F1第9戦カナダGPのフリー走行1回目が行なわれ、マックス・フェルスタッペン(レッドブル)がトップタイムを記録した。

 F1の2022年シーズンはシーズン3分の1を終えて第9戦を迎えた。新型コロナウイルスの世界的な蔓延により2019年以来開催がなかったカナダGPが3年ぶりに帰ってきた恰好だ。

 カナダ・モントリオールは木曜日に大雨が降ったことで、舞台ジル・ビルヌーブ・サーキットのピットエリアは水浸しとなったが、金曜日の現地14時の時点では雨も上がり天候は曇り。気温25度、路面温度43度でドライコンディションの中でFP1がスタートした。

 まずはマシンの感触を確かめるべく、多くのドライバーがミディアムタイヤやソフトタイヤでコースに出た。

 サーキットは公園の外周路を使用していることから、前戦アゼルバイジャンGPと似て路面はバンピーでストレートも比較的長い。かつコーナーには背の高い縁石が設置されているため、ポーパシング&バウンシングが顕著に出ると予想された。

 カナダGPからそうした問題への対策検討に向けたFIAのデータ収集が行なわれることとなっているが、FP1開始直後からアゼルバイジャンGP同様にメルセデスやフェラーリなどといったマシンには縦揺れが発生していた。
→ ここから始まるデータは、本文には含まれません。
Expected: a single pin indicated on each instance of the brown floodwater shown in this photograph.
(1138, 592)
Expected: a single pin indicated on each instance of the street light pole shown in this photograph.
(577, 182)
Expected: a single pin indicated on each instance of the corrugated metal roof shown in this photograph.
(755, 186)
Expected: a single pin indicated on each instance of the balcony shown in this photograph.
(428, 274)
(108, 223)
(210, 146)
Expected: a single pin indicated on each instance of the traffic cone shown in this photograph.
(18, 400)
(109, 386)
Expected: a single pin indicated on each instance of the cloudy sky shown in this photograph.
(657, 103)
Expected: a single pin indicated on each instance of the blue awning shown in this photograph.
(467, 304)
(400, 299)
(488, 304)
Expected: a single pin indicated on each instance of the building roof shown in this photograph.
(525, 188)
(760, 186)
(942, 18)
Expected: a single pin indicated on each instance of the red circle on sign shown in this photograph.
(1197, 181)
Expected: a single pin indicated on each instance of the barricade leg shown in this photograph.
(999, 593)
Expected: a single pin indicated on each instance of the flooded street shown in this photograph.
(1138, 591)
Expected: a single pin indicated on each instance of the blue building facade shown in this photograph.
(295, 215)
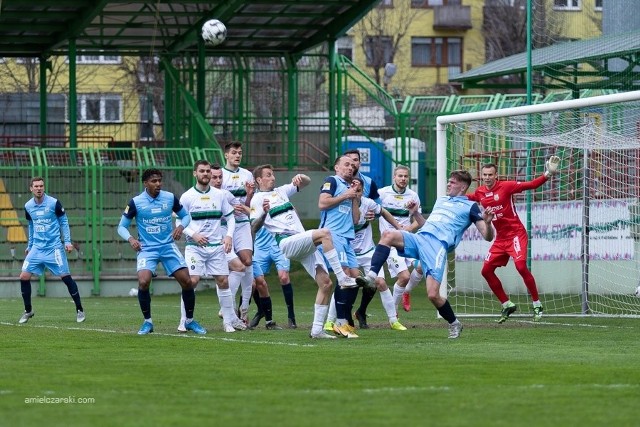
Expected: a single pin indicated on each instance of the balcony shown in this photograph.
(452, 18)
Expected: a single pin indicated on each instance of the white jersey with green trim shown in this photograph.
(282, 218)
(363, 241)
(396, 204)
(208, 209)
(234, 182)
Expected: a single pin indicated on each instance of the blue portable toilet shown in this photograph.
(375, 160)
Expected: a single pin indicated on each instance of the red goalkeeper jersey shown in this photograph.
(499, 200)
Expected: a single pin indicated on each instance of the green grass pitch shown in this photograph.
(561, 372)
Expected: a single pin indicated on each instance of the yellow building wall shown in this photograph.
(411, 80)
(91, 78)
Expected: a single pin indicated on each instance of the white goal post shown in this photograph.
(584, 223)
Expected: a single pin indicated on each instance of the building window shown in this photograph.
(148, 117)
(99, 108)
(567, 4)
(436, 51)
(97, 59)
(344, 46)
(378, 50)
(421, 4)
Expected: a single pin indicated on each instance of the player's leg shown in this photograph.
(498, 256)
(322, 237)
(33, 264)
(390, 238)
(414, 279)
(364, 261)
(323, 297)
(431, 252)
(230, 321)
(175, 265)
(283, 265)
(196, 258)
(519, 248)
(243, 245)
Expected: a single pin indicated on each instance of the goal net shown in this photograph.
(584, 223)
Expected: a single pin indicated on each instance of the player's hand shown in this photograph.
(249, 187)
(487, 216)
(200, 239)
(241, 209)
(370, 215)
(135, 244)
(412, 206)
(227, 244)
(552, 165)
(177, 232)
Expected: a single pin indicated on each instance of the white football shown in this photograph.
(214, 32)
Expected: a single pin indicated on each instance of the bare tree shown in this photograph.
(382, 31)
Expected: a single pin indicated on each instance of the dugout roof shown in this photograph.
(606, 62)
(41, 28)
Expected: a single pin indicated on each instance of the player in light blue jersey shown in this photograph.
(441, 233)
(47, 219)
(153, 209)
(267, 252)
(339, 210)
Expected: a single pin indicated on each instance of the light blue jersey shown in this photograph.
(440, 234)
(339, 218)
(46, 221)
(369, 187)
(45, 250)
(154, 217)
(266, 252)
(450, 217)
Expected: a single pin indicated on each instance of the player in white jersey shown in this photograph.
(364, 246)
(236, 267)
(208, 242)
(272, 209)
(395, 198)
(239, 182)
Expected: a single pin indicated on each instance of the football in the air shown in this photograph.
(214, 32)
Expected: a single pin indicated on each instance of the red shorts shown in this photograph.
(503, 249)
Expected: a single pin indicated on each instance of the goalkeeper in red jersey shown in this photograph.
(511, 240)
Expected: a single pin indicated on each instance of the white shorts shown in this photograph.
(206, 261)
(300, 247)
(242, 238)
(364, 262)
(397, 264)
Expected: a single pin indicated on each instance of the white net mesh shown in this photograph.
(584, 222)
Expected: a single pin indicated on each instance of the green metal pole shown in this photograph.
(95, 222)
(169, 111)
(333, 114)
(200, 89)
(529, 194)
(43, 99)
(292, 116)
(73, 96)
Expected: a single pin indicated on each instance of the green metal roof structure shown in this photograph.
(41, 28)
(575, 65)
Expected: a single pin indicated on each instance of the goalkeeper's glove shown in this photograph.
(552, 166)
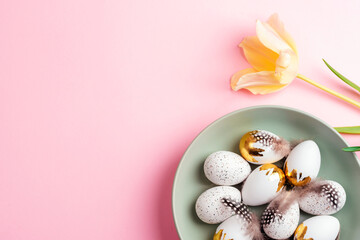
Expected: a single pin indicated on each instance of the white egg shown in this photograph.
(263, 185)
(234, 228)
(323, 198)
(280, 224)
(318, 228)
(226, 168)
(303, 163)
(209, 206)
(260, 147)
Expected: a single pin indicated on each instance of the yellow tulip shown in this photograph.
(273, 56)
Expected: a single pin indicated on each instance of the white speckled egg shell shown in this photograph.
(306, 159)
(226, 168)
(260, 188)
(279, 225)
(234, 228)
(209, 207)
(269, 155)
(329, 200)
(321, 228)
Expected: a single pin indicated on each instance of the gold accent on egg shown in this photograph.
(292, 177)
(275, 171)
(246, 146)
(300, 233)
(218, 235)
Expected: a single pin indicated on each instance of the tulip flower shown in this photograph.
(273, 56)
 各車は順調に周回を重ねていったが、開始から15分というところでエステバン・オコン(アルピーヌ)の右フロントブレーキのダクトにコース上を舞っていた紙タオルが入ってしまうというトラブルが発生。ブレーキからは白煙が立ち上がり、ガレージインを強いられた。FP1からカナダGP名物のウッドチャックがコースを横断するシーンも見受けられ、コース上にそれらの”トラップ”があることも非常設サーキットならではとも言える。
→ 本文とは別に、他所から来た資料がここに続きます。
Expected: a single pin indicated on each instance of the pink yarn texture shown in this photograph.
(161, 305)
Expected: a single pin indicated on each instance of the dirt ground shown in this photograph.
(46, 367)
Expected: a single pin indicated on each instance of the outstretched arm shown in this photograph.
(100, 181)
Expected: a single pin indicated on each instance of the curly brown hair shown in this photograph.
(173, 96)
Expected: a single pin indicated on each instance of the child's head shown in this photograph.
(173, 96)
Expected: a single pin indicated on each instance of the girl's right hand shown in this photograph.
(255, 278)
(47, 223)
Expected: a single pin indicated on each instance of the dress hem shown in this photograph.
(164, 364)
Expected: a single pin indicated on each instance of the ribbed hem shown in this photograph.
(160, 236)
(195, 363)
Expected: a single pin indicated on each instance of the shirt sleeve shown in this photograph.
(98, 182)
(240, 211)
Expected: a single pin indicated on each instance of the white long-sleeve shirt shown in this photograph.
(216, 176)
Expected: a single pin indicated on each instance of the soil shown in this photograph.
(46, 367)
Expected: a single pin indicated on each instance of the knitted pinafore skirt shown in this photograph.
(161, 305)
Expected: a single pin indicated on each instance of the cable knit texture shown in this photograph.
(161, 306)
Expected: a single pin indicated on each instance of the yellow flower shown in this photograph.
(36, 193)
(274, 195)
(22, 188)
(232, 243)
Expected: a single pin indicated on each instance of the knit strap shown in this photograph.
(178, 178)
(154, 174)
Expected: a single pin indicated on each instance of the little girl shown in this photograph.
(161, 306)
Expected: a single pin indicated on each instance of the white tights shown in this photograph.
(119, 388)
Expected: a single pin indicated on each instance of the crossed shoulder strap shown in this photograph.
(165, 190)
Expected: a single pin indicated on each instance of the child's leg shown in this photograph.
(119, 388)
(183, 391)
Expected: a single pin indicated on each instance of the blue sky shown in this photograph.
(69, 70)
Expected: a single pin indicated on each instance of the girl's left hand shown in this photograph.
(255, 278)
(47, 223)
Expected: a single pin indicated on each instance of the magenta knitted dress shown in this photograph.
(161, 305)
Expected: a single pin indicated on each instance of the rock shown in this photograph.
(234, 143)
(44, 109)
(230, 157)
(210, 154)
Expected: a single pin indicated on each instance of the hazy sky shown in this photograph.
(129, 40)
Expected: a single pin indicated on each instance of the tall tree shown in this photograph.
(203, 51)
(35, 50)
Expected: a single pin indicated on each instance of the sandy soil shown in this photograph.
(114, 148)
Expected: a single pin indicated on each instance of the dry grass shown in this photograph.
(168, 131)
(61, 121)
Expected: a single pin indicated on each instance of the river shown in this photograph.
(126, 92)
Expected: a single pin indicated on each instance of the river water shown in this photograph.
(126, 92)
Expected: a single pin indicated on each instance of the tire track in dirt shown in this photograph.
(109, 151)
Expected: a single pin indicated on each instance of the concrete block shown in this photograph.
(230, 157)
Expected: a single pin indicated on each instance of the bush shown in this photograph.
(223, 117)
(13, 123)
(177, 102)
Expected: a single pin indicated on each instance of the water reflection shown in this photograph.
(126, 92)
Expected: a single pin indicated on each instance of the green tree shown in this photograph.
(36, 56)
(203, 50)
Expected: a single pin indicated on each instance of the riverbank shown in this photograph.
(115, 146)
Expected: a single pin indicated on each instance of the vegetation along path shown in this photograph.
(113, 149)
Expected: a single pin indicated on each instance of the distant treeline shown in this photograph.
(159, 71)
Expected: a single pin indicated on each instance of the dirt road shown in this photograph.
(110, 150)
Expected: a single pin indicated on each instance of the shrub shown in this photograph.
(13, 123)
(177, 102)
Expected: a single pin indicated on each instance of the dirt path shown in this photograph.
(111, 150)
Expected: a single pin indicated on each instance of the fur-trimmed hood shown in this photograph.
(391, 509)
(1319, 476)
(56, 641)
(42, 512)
 1セット目のタイヤで10周程度を走ったドライバーはセッション折返しを前に一度ガレージにマシンを戻し、それまでミディアムタイヤで走っていた各ドライバーはソフトタイヤを投入した。

 フェルスタッペンはマシンセットアップの見直しのため一度ピットへ入ったものの、カルロス・サインツJr.(フェラーリ)がマークしていたタイムを0.246秒上回る1分15秒158でトップに立った。3番手にセルジオ・ペレス(レッドブル)、4番手にシャルル・ルクレール(フェラーリ)が続いた。

 セッションは残り20分を切ると、各車はロングランを開始。多くのドライバーがユーズドのミディアムタイヤを履く中、角田裕毅(アルファタウリ)はソフトタイヤのまま走行を続けていた。コースは路面の改善が大きいものの、FP1は決勝レースと同じ時間帯ということもあり、重要なデータ収集の機会となったことだろう。
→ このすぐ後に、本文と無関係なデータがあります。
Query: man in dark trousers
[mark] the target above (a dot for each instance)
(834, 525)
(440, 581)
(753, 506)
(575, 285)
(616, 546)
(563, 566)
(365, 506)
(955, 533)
 1時間のセッションは黄旗もなく無事終了。トップタイムはフェルスタッペン。サインツJr.が2番手で続いた。

 3番手にはミディアムタイヤでタイムを上げたフェルナンド・アロンソ(アルピーヌ)。前戦からの好調さを引き継いでいる。

 4番手にペレス、5番手ルクレールが並んだ。アロンソが上位に食い込んできてはいるが、ここでもフェラーリとレッドブルが双璧を成していることに変わりはない。

 現在3番手チームのメルセデス勢は6番手にジョージ・ラッセル、8番手にルイス・ハミルトン。アストンマーチンは母国レースとなるランス・ストロールが7番手、セバスチャン・ベッテルが9番手と好発進を見せている。

 10番手にはダニエル・リカルド(マクラーレン)。チームメイトのランド・ノリスは、ソフトタイヤでの走行を終えた時点でマシントラブルが発生し、途中でセッションを切り上げることとなった。

 アルファタウリのピエール・ガスリーが11番手、角田はトップから1.164秒差の1分16秒322で14番手となった。角田としてはここ3年カナダGPが開催されていなかったため、今回が初体験となる。ゲームやシミュレータでの作業は事前に行なってきたが、FP1では33周を走りコースの学習を行なった。

 なお角田はカナダGPに向けて、規定数を越える4基目の内燃エンジン(ICE)、ターボチャージャー、熱エネルギー回生システム(MGU-H)、運動エネルギー回生システム(MGU-K)を投入したため、グリッド最後尾への降格が決定している。ただカナダは比較的抜きやすいサーキットであることから、最後尾からの追い上げも不可能ではない。